If you have ever worked with a Linux system you should be familiar with the ls command, it is how you know what you are working with within a given directory (typically your current working directory); however, if you have never done anything Linux related before than a command such as “ls *.c” might as well be a foreign language, and in a way it is. The best way to understand something like this is to break it down into parts and go from there, so let’s start with the basic terms you might need.

Shell- Shell is just another term for user-interface, and comes in one of two varieties: command-line interface(CLI) or graphical-user interface(GUI). You are probably already familiar with a GUI as just about everything now days uses one, from your Windows or Mac computer to your smart phone and gaming consoles such as Playstation or Xbox. These interfaces have graphic cues with which you can navigate the system’s contents and usually provides a greater deal of freedom when it comes to moving around the system. CLI on the other hand operates using text commands. If you have ever opened your computer’s command prompt then you might be familiar with a CLI, and this is where the ls command really comes into play.

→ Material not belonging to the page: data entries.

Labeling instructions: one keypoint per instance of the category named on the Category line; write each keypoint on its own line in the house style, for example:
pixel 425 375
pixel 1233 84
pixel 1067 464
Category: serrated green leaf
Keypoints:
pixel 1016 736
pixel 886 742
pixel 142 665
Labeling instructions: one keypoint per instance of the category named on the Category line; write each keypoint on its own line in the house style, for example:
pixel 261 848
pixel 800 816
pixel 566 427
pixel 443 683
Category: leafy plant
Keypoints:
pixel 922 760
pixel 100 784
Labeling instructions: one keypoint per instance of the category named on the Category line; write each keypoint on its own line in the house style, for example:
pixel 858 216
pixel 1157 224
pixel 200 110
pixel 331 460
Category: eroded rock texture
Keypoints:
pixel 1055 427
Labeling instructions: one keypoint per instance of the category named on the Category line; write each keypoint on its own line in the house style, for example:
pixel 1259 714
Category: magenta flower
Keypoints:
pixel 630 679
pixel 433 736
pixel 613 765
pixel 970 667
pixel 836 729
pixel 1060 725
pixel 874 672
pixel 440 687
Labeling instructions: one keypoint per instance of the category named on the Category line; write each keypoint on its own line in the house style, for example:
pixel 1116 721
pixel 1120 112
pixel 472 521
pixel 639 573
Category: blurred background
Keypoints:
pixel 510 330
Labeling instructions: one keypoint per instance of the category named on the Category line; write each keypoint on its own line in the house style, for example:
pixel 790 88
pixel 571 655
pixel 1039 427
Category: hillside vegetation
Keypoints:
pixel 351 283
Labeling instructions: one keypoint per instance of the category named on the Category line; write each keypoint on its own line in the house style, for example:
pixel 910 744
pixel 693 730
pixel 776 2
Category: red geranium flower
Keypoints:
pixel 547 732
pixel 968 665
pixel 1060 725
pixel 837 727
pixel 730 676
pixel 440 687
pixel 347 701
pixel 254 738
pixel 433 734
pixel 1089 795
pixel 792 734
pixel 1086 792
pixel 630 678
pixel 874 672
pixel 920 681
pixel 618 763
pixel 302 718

Language- Language is pretty much what you think it is, the grammar, syntax, and vocabulary used to create computer programs. Some common programming languages that you might have heard of include Java, Python, C++, and more. When working with a Unix system you will use a lot of Bash commands.

Command- Commands are the primary way a programmer interacts with a language.

OPTIONS- Options are different ways that a command can be modified. When looking at a commands description, if OPTIONS is followed by … then that command can accept multiple options at once, further altering just how the command behaves.

FILE- this is what the command acts on. Like with options, if FILE is followed by … the command is able to act on multiple files at once.

Directory- Directory is just another name for folder, or a location where multiple files and other folders/directories can be stored.

Path- A path is where the user is located within a system, listed as a series of directories. When trying to access a certain file the path will end in the files name.

WILDCARD- A wildcard is a special character that can match any symbol or character given, similar to how a wild card in uno is any color. The most common wild card is *

Bash- Bash is both the Unix shell and a command language used to navigate within the shell. Ls is a command within this language.

ls- Short for “list directory contents” ls is a command within bash that displays the contents of a given directory. If no further option is given it will sort the files in the directory alphabetically. ls uses the format of:

ls [OPTIONS]… [FILE]…

In the scenario ls *.c, ls is our command, we are using no options and *.c acts as our FILE. *.c specifically means “Any file or directory ending in .c” While this will usually be a C file, used to store code written in the programming language of C, there are some cases where .c will simply just be the ending of a file/directory name. So by calling ls *.c it will start checking for any and all files and directories that end in .c, and display them in alphabetical order.

So know that we know what it all means we can look at what happens when you enter ls *.c.

  1. The command is interpreted by your shell uses the bash language
  2. It recognizes that it is performing a listing (ls) and begins checking the files in the given directory (since none was given it will use the current directory).
  3. The shell will check those files against the parameters given, in this case our *.c (so test.txt will be ignored, but test.c will be added to its internal list)
  4. Once it has the list of files that meet our criteria, it will sort the file based on the options we gave it. Once again we did not give any options that altered how it sorts so it will default to alphabetical order.
  5. Finally it will display the sorted list to the screen for the user to view.

Now that we know what happens when you use ls *.c, you can apply that knowledge to perform other file searches, such as using ls *.txt to find any .txt (also known as text files) in your directory.